The Peyrard-Bishop-Dauxois model [11, 12] assumes that the hydrogen bonds and stacking interaction are the main contributions to DNA stability. Like the modified Ising-type model, it does not take into account explicitly the three-dimensional structure of the double helix and neglects torsional effects. The main difference with the approach we use in this work is that the variable that describes the stretching of the bonds is continuous rather than discrete. The computational complexity of this model is non-linear in the length of the sequence. By direct integration an algorithm was devised in [22] that reduces the complexity of function evaluations to being linear in the length of the sequence and quadratic in the number of grid points used in the integration.

The Benham model [10, 13, 14] uses the free energy needed to separate the two strands and destroy the helical structure as a measure of instability. This model predicts the location and extend of destabilization given the DNA sequence and imposed super-helical stress and is discrete: the base pair is assumed to be either separated or not. The Benham model has non-linear time complexity.

In [6] the human genomic melting map was obtained based on the Poland model [23], which uses recurrence relations to calculate the probabilities of transition of the double helix from the helical to the coil state, rather than considering the state of the hydrogen bonds and stacking interactions. The approach we use here is more general since it allows for the study of localized openings that are precursors to melting, instead of considering only the complete melting of a DNA sequence. The algorithm used in [6] is a linear time approximation to the non-linear-time Poland model.

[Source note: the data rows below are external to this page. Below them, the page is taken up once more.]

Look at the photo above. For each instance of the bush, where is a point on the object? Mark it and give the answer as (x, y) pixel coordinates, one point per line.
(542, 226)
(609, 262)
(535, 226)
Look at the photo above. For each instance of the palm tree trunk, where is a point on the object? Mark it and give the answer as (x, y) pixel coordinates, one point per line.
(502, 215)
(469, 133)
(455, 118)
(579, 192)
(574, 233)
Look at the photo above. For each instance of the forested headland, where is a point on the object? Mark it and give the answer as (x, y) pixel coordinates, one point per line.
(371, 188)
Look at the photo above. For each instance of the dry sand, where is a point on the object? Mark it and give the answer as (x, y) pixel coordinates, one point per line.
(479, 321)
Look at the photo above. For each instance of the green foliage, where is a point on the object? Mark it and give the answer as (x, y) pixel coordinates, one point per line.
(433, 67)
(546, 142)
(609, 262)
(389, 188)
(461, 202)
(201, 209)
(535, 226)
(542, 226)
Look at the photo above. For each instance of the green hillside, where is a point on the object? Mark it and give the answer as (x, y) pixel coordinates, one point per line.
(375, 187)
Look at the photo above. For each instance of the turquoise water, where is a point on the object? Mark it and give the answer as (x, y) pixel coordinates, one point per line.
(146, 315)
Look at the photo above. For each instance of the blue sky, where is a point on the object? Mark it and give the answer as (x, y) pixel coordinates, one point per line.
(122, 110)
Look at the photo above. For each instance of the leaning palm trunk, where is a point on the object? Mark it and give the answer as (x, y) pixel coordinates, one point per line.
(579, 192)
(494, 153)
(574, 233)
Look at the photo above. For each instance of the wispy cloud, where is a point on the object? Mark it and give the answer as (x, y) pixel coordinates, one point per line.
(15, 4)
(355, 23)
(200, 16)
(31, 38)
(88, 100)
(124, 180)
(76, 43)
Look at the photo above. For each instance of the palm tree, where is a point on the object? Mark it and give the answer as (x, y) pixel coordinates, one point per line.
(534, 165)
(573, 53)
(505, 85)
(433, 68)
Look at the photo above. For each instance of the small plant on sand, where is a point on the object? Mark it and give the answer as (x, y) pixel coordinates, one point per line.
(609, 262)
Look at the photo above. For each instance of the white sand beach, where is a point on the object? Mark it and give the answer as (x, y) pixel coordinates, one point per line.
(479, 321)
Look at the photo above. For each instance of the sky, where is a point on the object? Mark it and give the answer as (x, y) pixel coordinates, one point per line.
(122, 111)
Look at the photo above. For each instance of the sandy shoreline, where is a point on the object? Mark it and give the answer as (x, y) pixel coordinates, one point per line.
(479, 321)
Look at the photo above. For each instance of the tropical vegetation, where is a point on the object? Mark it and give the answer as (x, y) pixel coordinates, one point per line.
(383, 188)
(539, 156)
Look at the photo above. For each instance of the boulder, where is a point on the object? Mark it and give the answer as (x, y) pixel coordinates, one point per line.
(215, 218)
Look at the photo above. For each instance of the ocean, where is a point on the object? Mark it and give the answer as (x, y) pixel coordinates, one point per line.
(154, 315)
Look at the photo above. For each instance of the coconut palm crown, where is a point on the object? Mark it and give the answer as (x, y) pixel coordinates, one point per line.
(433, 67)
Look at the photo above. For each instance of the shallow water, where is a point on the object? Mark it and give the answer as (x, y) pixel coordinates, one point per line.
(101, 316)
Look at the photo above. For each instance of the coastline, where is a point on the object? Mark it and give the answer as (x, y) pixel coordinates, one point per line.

In [4] an approach to predict promoters in whole-genome sequences was used, with the aid of large-scale structural properties of DNA, such as GC content, stabilizing energy of Z-DNA, DNA denaturation values, protein induced deformability, and duplex free energy. First, structural profiles are calculated by converting the nucleotide sequence into a numerical profile, by replacing each di-or trinucleotide with its corresponding structural value. Next, the values are averaged over a window of size 400. The approach we use is different in the sense that no averaging is taking place, rather we calculate conditional probabilities of having *k* base pairs in the open state and loss of stacking interactions. The cooperative and long range effects in the Ising type model used here, are due to that fact that in the calculation of the probabilities, the entire sequence is taken into account in the evaluation of the partition function (normalizing constant so the probabilities at a given base pair add up to one). In this sense, our approach is an effective smoothing and no averaging within the same sequence takes place.

Other approaches to the study of DNA denaturation include the examination of the breathing dynamics from a probabilistic point of view [24] and [25]. In [24] the authors develop a master equation, which together with a Gillepsie algorithm, generates sequence-specific stochastic time series of partially melted regions in DNA. In [25] the dynamics and thermodynamics of twist-induced denaturation was studied in a long, random sequence of DNA, using large deviation theory, scaling arguments, and Monte Carlo simulations.